It seems the death of Napster as we know it is finally at hand.

Citing problems with its new filtering technology, the free music provider halted all file transfers earlier this month. And a district court decision July 11 ruled file transfers can’t be resumed until Napster achieves 100 percent effectiveness in screening out copyrighted works.

“Napster will obey this order, as we have every order that the court has issued,” a message posted on the official Napster Web site read.

Napster was ordered to start blocking copyrighted songs in early March by U.S. District Judge Marilyn Hall Patel after a lawsuit by the Recording Industry Association of America. The 9th District Court of Appeals asked Patel to revise an earlier injunction that gave the company room to continue its swapping service as long as it took all “reasonable” steps toward blocking copyrighted songs identified by the record companies.

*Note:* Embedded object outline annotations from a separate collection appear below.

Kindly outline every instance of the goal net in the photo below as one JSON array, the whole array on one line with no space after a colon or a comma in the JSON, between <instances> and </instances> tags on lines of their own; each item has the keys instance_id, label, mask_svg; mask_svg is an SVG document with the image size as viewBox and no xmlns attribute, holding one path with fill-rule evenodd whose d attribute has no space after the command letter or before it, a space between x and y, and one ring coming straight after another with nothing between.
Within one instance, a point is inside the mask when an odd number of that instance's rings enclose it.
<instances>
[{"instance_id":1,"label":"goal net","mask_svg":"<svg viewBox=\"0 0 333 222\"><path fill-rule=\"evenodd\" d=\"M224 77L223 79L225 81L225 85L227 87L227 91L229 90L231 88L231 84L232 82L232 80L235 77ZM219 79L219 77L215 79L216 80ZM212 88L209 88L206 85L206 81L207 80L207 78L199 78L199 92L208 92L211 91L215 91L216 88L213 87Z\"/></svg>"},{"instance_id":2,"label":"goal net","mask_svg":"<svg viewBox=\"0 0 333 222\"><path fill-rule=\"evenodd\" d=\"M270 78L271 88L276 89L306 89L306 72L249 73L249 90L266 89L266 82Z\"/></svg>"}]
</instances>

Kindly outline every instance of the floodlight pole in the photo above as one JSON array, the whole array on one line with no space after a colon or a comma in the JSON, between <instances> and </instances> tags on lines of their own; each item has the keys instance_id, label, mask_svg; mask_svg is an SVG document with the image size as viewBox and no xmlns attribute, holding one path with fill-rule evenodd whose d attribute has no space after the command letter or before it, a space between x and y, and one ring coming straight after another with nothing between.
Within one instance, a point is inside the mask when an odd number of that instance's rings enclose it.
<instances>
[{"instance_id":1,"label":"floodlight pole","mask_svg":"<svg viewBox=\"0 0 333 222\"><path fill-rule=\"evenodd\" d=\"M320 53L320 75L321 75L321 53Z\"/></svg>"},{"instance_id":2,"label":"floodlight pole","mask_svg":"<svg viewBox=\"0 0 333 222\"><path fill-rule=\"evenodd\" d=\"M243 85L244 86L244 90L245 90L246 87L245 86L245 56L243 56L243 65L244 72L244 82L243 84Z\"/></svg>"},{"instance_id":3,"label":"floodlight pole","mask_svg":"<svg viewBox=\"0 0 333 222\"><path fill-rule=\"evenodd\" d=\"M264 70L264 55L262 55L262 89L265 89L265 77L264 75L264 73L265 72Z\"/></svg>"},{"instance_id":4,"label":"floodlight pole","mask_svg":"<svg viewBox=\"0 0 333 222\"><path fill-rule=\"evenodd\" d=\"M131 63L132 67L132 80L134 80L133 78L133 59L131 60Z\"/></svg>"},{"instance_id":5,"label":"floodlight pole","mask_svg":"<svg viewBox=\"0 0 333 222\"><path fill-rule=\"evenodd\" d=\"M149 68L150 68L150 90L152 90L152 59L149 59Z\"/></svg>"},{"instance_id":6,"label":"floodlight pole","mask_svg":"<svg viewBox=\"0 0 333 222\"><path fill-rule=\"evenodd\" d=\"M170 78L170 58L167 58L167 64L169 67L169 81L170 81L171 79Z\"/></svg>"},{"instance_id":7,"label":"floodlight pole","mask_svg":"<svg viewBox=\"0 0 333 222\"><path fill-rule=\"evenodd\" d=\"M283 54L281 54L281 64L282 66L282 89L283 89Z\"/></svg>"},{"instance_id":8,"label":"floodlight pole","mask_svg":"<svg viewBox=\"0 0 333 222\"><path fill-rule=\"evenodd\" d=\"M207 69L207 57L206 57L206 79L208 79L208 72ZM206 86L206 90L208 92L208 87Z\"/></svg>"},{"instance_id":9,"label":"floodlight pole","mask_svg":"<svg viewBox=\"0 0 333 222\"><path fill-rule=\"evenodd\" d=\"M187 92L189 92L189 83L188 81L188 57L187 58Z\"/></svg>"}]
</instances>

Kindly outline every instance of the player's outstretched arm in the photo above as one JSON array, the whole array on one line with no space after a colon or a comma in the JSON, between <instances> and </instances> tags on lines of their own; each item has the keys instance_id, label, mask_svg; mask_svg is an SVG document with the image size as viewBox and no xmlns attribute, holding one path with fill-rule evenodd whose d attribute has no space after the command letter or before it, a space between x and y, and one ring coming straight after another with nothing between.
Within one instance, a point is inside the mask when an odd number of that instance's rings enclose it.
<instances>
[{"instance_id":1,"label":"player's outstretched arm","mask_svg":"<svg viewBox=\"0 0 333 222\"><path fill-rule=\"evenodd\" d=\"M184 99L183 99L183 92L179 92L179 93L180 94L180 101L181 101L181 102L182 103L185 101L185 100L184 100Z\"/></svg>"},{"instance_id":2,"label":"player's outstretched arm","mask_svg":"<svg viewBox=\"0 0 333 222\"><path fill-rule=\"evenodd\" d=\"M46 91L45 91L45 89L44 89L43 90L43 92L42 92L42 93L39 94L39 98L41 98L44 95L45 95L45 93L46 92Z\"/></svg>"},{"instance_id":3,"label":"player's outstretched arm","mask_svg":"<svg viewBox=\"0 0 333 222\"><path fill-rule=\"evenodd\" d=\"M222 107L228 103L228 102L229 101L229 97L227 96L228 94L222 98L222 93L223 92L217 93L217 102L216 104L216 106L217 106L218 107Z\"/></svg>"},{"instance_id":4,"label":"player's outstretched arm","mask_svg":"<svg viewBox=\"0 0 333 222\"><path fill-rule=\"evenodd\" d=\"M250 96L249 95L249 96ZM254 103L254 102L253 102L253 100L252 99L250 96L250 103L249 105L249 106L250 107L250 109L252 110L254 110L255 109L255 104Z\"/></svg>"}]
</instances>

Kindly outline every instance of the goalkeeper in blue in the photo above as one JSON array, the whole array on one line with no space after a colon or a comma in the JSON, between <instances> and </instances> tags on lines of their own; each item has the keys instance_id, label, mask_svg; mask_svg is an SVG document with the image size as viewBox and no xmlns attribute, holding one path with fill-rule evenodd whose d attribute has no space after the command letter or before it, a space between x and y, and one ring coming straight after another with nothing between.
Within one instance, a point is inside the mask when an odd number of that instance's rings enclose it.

The halt on file transfers came near when Napster was scheduled to inaugurate its new pay-for-music service, announced in June.

Napster Inc. still plans to launch a music subscription service through MusicNet, whose label partners include industry giants AOL Time Warner, Bertelsmann AG and EMI Group Plc.

Napster says the pay service is scheduled to open late this summer.

Sociology sophomore Maya McCoy said she used Napster to create her own CDs when the free service was up and running. But while she reaped the benefits of downloading free mp3s, she said it’s about time people started paying for Napster.

“I think it’s only fair,” McCoy said. “After all, they are ripping off the artists.”

But while McCoy thinks Napster should charge a fee for its services, she said it’s unlikely she’ll be willing to pay for the service in the future. She hasn’t used the program since file filtering began.

And McCoy isn’t the only one. While an average of 220 files were shared per user in February, that number had plummeted to 1.5 by late June, according to a recent report by entertainment research firm Webnoize.

The end of Napster’s free service is long overdue, said MSU music and integrative arts and humanities professor Albert LeBlanc.

“The free service is really something terrible in my opinion because it’s stealing from the little people in the industry - the secretaries, the stock clerks, the backup singers,” he said. “It’s really a gigantic violation of copyright law. I don’t know what took the judge so long to strike it down.”

But LeBlanc also says the commercial music industry hasn’t done enough to compromise with Napster.

“Napster’s not a bunch of saints, but the industry isn’t either,” he said. “The commercial music industry has been so inflexible and unwilling to compromise that they became very frightened when Napster came along. So they set up systems where you can just surf the Internet and download the music legally.

“They could have done that ages ago, but they didn’t until Napster came along.”

Though people can no longer get their free music fix from Napster, some students say they’ll just look to other, smaller transfer sites, such as Aimster.

Similar to Napster, files can be swapped from user to user through Aimster. But Aimster executives claim the program is more protected than Napster because its users can only share files with people designated on instant messaging “buddy lists.”

But LeBlanc said less popular transfer sites are likely to meet the same fate as Napster.

“For similar services to go undetected, they’ll have to be so small that people don’t find out about them,” he said. “But the question is, if the service is so small, how do you know you can trust what you’re downloading from it?”